By: Greg Henderson, Farm Journal’s Pork

Purdue University economist Chris Hurt tells AgDay reporter Tyne Morgan the strength of the U.S. economy has been a boost to strong beef demand.

Chinese tariffs and increasing supplies are pressuring prices—enough to put a hard stop to expansion. ( Farm Journal )

“There are a lot of people working, low unemployment, and a lot of jobs and rising wage rates those are all positive to meet consumption,” Hurt says. “We’ve got a world that has an economy doing very well, and what that says exports are doing very well.”

In 2017, Hurt says, demand outweighed the supply increase. “I think this year we’re talking about the demand will not be strong enough to outweigh the supply increase. We’re going to have 4 or 4-plus percent more beef in the marketplace, 3.5% to 4% percent more pork, and about 2% more poultry. And what that says is while we have strong demand we’re probably going to sell it at lower prices than we did last year.”
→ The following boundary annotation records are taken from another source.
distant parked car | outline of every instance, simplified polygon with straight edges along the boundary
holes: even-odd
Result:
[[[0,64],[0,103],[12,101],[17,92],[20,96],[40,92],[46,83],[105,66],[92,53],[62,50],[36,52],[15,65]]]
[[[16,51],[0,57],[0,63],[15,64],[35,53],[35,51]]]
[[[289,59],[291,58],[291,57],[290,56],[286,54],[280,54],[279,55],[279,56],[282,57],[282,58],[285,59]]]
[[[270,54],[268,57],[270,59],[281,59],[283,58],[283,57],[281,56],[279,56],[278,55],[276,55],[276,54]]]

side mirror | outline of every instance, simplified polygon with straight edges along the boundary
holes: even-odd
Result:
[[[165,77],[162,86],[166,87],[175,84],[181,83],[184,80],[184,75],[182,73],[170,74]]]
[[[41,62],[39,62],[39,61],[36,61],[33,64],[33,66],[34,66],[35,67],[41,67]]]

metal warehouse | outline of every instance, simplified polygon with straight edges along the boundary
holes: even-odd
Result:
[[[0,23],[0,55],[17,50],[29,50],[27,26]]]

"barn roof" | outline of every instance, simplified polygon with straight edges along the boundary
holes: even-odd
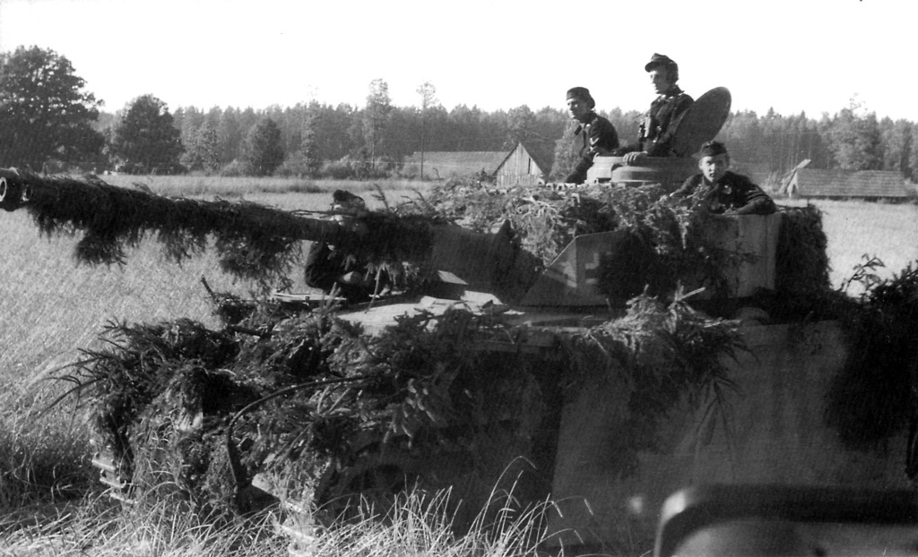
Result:
[[[879,170],[820,170],[800,168],[789,178],[800,197],[910,197],[914,193],[902,174]]]
[[[466,175],[480,173],[493,174],[508,157],[505,150],[431,150],[424,152],[425,173],[436,168],[442,175]],[[420,153],[405,159],[405,164],[420,164]]]

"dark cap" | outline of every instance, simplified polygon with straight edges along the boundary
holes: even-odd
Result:
[[[716,157],[717,155],[730,156],[723,143],[720,141],[708,141],[701,146],[701,157]]]
[[[676,68],[678,70],[679,65],[673,61],[673,59],[669,58],[666,54],[657,54],[654,52],[654,55],[650,57],[650,61],[644,67],[644,72],[650,72],[656,66],[666,66],[667,68]]]
[[[572,87],[568,89],[566,100],[570,100],[572,98],[578,98],[582,101],[586,101],[590,108],[596,106],[596,101],[594,101],[593,97],[590,96],[589,89],[586,87]]]

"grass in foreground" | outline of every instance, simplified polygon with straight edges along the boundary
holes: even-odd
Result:
[[[550,506],[517,508],[499,505],[470,532],[451,528],[446,494],[412,493],[384,516],[366,512],[358,519],[308,532],[297,543],[276,533],[277,518],[215,526],[175,506],[159,502],[143,508],[119,508],[105,496],[77,505],[22,508],[0,518],[0,557],[63,555],[220,556],[292,555],[329,557],[528,557],[541,554],[543,516]],[[563,551],[561,553],[563,554]]]

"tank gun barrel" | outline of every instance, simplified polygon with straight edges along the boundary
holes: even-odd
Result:
[[[0,169],[0,208],[25,208],[46,233],[81,230],[77,258],[123,262],[124,246],[150,234],[181,261],[214,239],[224,269],[258,278],[280,273],[303,240],[335,244],[375,262],[401,262],[447,271],[486,290],[519,295],[534,280],[534,258],[520,250],[509,225],[483,233],[430,217],[365,211],[317,218],[254,203],[167,197],[118,187],[95,176],[39,176]],[[239,267],[240,259],[241,267]]]

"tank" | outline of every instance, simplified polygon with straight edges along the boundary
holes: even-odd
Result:
[[[679,143],[688,154],[720,129],[729,111],[729,92],[722,88],[710,92],[696,106],[679,128],[692,131],[687,131],[688,139]],[[688,157],[649,161],[640,168],[628,168],[616,158],[598,158],[588,182],[607,187],[659,184],[671,191],[694,169],[694,161]],[[68,214],[66,207],[87,201],[105,207],[112,188],[97,180],[41,179],[0,170],[0,207],[7,211],[58,207],[61,210],[54,218],[92,232],[105,220],[105,211],[95,220],[81,221]],[[156,215],[174,219],[185,210],[182,200],[140,191],[118,195],[167,207],[135,216],[148,219],[144,226],[149,229],[162,226],[155,220]],[[481,232],[450,223],[419,228],[411,219],[386,217],[389,236],[379,240],[373,234],[380,222],[373,220],[376,217],[372,213],[333,220],[268,209],[236,214],[226,204],[208,206],[208,210],[215,216],[231,214],[231,226],[236,228],[240,219],[246,218],[245,226],[262,236],[329,242],[354,250],[379,241],[378,250],[437,272],[439,280],[410,295],[330,310],[336,318],[359,326],[367,335],[382,334],[406,316],[419,312],[436,317],[461,307],[474,315],[502,316],[515,336],[491,339],[476,350],[493,355],[495,374],[510,373],[512,365],[522,365],[520,362],[534,370],[537,384],[526,404],[539,410],[526,425],[522,440],[516,435],[522,426],[513,416],[504,416],[490,429],[483,428],[489,433],[476,442],[489,453],[493,462],[487,471],[493,477],[480,479],[482,484],[493,485],[508,470],[514,470],[509,475],[521,486],[517,496],[532,502],[545,497],[555,501],[555,510],[548,516],[548,531],[556,533],[545,541],[546,549],[563,547],[577,553],[629,551],[645,547],[648,540],[652,544],[657,510],[669,494],[688,485],[901,488],[907,484],[890,444],[852,450],[822,419],[823,401],[832,388],[832,378],[848,355],[848,342],[837,320],[817,316],[788,321],[772,313],[775,306],[751,303],[754,299],[773,301],[782,281],[786,282],[782,273],[788,273],[788,265],[782,266],[779,261],[782,231],[787,232],[784,211],[722,217],[707,230],[714,244],[736,257],[723,260],[730,262],[722,269],[721,289],[696,292],[684,299],[691,300],[693,312],[705,312],[715,320],[733,319],[744,348],[721,362],[729,377],[729,388],[717,394],[722,412],[688,400],[688,393],[677,393],[669,399],[672,407],[661,411],[655,418],[658,423],[648,429],[635,421],[630,398],[633,391],[627,378],[590,375],[582,378],[576,389],[560,384],[559,366],[570,352],[561,356],[559,345],[624,316],[628,300],[636,294],[632,289],[617,292],[598,278],[600,270],[615,268],[641,283],[640,276],[633,276],[639,271],[626,231],[577,236],[554,261],[542,265],[521,248],[509,224],[493,232]],[[697,276],[681,279],[679,292],[703,285]],[[634,280],[626,282],[633,284]],[[278,294],[275,299],[313,309],[325,304],[325,297],[314,293]],[[505,360],[509,356],[513,359]],[[512,365],[505,363],[510,362]],[[232,418],[230,428],[239,418],[239,415]],[[641,435],[653,436],[654,442],[637,440],[634,446],[639,449],[622,449],[622,440],[633,440]],[[905,444],[904,440],[899,440]],[[232,451],[242,449],[231,442],[229,445],[232,460]],[[445,478],[444,484],[468,479],[462,462],[419,457],[408,445],[401,449],[382,451],[368,444],[369,456],[340,471],[336,493],[401,488],[408,475],[438,476]],[[624,452],[628,452],[627,465],[622,464]],[[129,500],[127,455],[123,448],[100,444],[93,463],[112,495]],[[282,457],[274,454],[272,458]],[[246,476],[237,475],[237,491],[244,492],[250,501],[261,497],[264,505],[284,509],[279,528],[290,536],[291,553],[297,554],[311,535],[308,494],[295,485],[281,485],[276,475],[254,471]],[[482,495],[480,489],[467,493],[473,503],[481,503],[476,500]]]

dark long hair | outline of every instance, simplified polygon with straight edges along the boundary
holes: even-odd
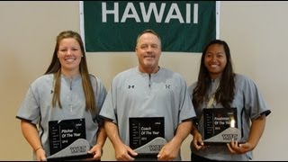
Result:
[[[206,93],[208,92],[208,88],[210,87],[212,83],[209,71],[204,64],[204,58],[205,58],[205,55],[208,48],[213,44],[223,45],[224,51],[227,58],[227,64],[221,74],[221,80],[220,82],[219,88],[215,94],[215,100],[217,103],[220,103],[225,108],[226,107],[230,108],[230,103],[231,103],[234,99],[235,74],[233,71],[230,50],[228,44],[224,40],[213,40],[206,45],[201,57],[201,65],[200,65],[200,69],[198,74],[198,82],[197,82],[196,87],[194,89],[193,100],[192,100],[195,108],[198,108],[200,104],[204,102]]]
[[[90,75],[88,72],[87,68],[87,62],[86,62],[86,52],[84,49],[84,43],[82,41],[81,36],[73,31],[64,31],[60,32],[56,39],[56,45],[54,49],[53,58],[51,60],[50,65],[47,68],[46,74],[54,74],[54,94],[52,99],[52,106],[55,107],[56,104],[59,105],[60,108],[62,108],[61,103],[60,103],[60,89],[61,89],[61,64],[59,59],[58,58],[57,53],[59,48],[59,43],[63,39],[67,38],[73,38],[76,40],[78,41],[81,51],[82,51],[82,58],[79,65],[79,71],[82,78],[82,86],[84,94],[86,96],[86,109],[91,112],[95,112],[96,110],[96,104],[95,104],[95,96],[94,94],[93,86],[90,80]]]

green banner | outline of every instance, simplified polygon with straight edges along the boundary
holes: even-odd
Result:
[[[145,29],[160,35],[163,51],[201,52],[216,39],[216,1],[82,3],[87,52],[134,51],[136,38]]]

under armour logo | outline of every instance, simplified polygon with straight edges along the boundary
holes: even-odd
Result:
[[[171,85],[165,85],[165,88],[170,89]]]
[[[128,86],[128,89],[130,89],[130,88],[134,88],[134,85],[132,85],[132,86]]]

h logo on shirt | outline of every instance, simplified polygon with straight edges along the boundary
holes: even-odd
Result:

In terms of outlook for pork prices, Hurt says at the start of the year the price was $53 per cwt., with costs about $50 per cwt.

“That’s reversed as we’ve seen higher corn and meal prices. So now we’ve got our costs up to about $53. And with these Chinese tariffs we’re now down to about $48 or 49 on hogs. That’s a $4 to $5 per cwt. loss, or a $12 to $13 per head loss this year shifted from a little profitability early in the year to some losses that we’re anticipating now for 2018.”

“Now again, the losses aren’t won’t be big enough this spring and summer to force contraction, but as we get into the fall we think and winter time we think we’ll see losses $20 to $25 dollars a head. That’s big enough to start stopping the expansion leveling off the herd or maybe even some contraction into 2019.”